Re: [PATCH] libiscsi: ensure session spin lock usage consistent

Lee Duncan <lduncan@xxxxxxxx> · Tue, 20 Feb 2018 10:23:59 -0800

On 02/07/2018 08:36 PM, Chris Leech wrote:
> On Mon, Feb 05, 2018 at 11:13:23AM -0800, Lee Duncan wrote:
>> The libiscsi code was using both spin_lock()/spin_unlock()
>> and spin_lock_bh()/spin_unlock_bh() on its session lock.
>> In addition, lock validation found that libiscsi.c was
>> taking a HARDIRQ-unsafe lock while holding an HARDIRQ-
>> irq-safe lock:
> 
> Lee and I have exchanged a few mails off-list, but I don't think these
> changes are the right thing to address the lockdep warning here.
> 
> I've managed to reproduce this by exporting a scsi_debug lun over iSCSI
> and running fio traffic on a lockdep enabled initiator.
> 
> The deadlock that lockdep is worried about is:
> 
>>   Possible interrupt unsafe locking scenario:
>>
>>        CPU0                    CPU1
>>        ----                    ----
>>   lock(&(&session->frwd_lock)->rlock);
>>                                local_irq_disable();
>>                                lock(&(&q->__queue_lock)->rlock);
>>                                lock(&(&session->frwd_lock)->rlock);
>>   <Interrupt>
>>     lock(&(&q->__queue_lock)->rlock);
>>
>>  *** DEADLOCK ***
> 
> Which I don't think can actually happen unless the queue_lock is being
> taken in hardirq context by any of the iSCSI drivers, but lockdep can't
> know that.  But it does make me wonder if we can do less in
> iscsi_eh_cmd_timed_out while interrupts are blocked.
> 
> Lee, I'm going to test with your patch applied and see what lockdep
> kicks out.

Did you get a chance to run lockdep with the patch set?
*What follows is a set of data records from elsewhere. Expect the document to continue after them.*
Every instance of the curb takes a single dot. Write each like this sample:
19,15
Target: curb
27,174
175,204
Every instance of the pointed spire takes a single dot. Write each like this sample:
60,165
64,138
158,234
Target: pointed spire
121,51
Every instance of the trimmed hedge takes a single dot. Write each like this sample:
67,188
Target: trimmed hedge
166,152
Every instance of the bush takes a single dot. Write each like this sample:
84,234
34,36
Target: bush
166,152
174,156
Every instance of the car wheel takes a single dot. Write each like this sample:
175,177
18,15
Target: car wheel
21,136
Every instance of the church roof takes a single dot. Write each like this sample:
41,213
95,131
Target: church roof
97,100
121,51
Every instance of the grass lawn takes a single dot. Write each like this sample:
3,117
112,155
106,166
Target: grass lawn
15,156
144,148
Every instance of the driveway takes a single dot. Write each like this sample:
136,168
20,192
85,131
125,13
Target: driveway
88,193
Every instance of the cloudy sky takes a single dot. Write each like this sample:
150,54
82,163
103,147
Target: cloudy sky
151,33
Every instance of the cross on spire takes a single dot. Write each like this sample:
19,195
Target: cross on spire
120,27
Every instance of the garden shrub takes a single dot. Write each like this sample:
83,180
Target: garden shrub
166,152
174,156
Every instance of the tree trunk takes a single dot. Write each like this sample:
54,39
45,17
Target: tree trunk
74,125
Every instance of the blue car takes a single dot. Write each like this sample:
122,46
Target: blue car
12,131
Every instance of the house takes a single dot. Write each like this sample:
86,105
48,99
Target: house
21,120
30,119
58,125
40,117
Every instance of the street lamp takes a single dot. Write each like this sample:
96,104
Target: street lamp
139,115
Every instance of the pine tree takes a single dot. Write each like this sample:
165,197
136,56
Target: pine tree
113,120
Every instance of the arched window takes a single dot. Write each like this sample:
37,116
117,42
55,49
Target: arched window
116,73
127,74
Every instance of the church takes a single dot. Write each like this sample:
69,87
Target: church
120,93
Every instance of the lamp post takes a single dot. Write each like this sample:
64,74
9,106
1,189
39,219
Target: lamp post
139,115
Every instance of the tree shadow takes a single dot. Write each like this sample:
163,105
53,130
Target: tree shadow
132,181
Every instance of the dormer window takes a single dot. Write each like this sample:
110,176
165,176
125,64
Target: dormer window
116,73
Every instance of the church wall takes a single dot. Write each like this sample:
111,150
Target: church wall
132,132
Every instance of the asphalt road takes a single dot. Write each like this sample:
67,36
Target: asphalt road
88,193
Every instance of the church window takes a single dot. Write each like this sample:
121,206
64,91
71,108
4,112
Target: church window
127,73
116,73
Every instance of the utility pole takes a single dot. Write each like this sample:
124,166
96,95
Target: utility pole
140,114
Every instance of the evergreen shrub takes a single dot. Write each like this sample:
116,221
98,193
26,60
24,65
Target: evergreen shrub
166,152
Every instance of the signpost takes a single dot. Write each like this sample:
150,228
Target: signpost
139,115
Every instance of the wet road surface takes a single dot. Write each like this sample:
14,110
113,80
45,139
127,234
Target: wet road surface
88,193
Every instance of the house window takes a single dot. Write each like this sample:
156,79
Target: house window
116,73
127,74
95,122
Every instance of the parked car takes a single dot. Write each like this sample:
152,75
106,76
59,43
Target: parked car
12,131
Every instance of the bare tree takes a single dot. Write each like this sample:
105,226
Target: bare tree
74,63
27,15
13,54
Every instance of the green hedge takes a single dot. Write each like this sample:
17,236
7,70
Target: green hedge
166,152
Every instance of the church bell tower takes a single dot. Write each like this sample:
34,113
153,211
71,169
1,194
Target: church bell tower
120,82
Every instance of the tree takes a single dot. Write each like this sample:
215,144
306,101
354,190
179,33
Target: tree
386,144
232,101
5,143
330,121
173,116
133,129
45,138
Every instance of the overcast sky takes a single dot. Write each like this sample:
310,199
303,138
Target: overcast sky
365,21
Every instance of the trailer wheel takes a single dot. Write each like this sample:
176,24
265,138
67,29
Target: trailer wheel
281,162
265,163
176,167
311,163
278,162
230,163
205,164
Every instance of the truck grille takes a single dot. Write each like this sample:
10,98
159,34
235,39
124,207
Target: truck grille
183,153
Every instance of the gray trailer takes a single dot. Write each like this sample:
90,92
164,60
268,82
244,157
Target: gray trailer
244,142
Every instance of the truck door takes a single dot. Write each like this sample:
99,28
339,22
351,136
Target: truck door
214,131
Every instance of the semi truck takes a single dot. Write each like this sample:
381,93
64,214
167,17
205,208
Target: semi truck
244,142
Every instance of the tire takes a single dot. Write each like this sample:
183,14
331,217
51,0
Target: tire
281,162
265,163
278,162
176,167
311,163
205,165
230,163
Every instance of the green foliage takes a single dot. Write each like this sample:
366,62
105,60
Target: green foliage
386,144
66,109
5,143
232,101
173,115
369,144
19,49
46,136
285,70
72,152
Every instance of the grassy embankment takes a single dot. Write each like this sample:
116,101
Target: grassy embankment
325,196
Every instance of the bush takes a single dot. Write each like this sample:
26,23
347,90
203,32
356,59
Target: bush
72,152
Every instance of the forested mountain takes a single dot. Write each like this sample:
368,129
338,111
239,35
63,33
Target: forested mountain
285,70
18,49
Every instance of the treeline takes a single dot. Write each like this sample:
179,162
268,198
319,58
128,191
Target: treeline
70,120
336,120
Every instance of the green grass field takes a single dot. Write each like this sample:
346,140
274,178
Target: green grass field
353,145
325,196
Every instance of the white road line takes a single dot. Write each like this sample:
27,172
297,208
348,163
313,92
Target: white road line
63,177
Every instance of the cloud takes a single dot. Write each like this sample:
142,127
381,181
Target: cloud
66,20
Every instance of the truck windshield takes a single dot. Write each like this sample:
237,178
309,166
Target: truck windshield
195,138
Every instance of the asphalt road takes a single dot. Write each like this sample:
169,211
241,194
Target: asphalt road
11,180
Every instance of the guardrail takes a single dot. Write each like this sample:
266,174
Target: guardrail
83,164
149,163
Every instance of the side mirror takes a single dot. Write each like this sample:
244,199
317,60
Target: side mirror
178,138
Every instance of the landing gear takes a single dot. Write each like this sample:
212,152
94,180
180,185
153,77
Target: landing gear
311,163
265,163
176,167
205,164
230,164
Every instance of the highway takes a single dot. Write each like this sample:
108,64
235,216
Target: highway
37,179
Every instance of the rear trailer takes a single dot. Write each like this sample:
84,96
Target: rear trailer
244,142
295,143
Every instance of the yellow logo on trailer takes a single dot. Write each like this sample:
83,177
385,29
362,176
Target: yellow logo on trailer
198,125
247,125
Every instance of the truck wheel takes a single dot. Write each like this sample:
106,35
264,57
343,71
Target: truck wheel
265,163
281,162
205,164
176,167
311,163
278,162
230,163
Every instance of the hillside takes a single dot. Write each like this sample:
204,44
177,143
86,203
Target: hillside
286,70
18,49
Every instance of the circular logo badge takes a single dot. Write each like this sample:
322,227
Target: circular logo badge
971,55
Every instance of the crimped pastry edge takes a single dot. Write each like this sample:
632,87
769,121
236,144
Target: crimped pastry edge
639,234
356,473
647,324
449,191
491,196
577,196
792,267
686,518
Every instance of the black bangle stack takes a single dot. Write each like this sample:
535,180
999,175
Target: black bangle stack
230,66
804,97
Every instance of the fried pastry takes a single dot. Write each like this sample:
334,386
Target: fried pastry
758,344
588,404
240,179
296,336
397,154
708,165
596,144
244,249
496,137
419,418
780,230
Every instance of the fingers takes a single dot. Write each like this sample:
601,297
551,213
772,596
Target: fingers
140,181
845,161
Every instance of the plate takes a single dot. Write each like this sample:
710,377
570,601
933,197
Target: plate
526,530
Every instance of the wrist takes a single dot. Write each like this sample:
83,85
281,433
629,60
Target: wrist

I have been looking at this in *much* more depth, to try to really
understand the problem if any. And I believe you are right, that this
deadlock could not happen because the block timmeout routine where the
queue is taken is not called in hard-irq context, so this cannot happen.
Which would explain why it's been there for so long and has not been seen.

And it looks like the fix for this would be to use spin_lock_irq()
instead of spin_lock or spin_lock_bh in this case for the session
forward lock (for some paths?).
> 
> - Chris
>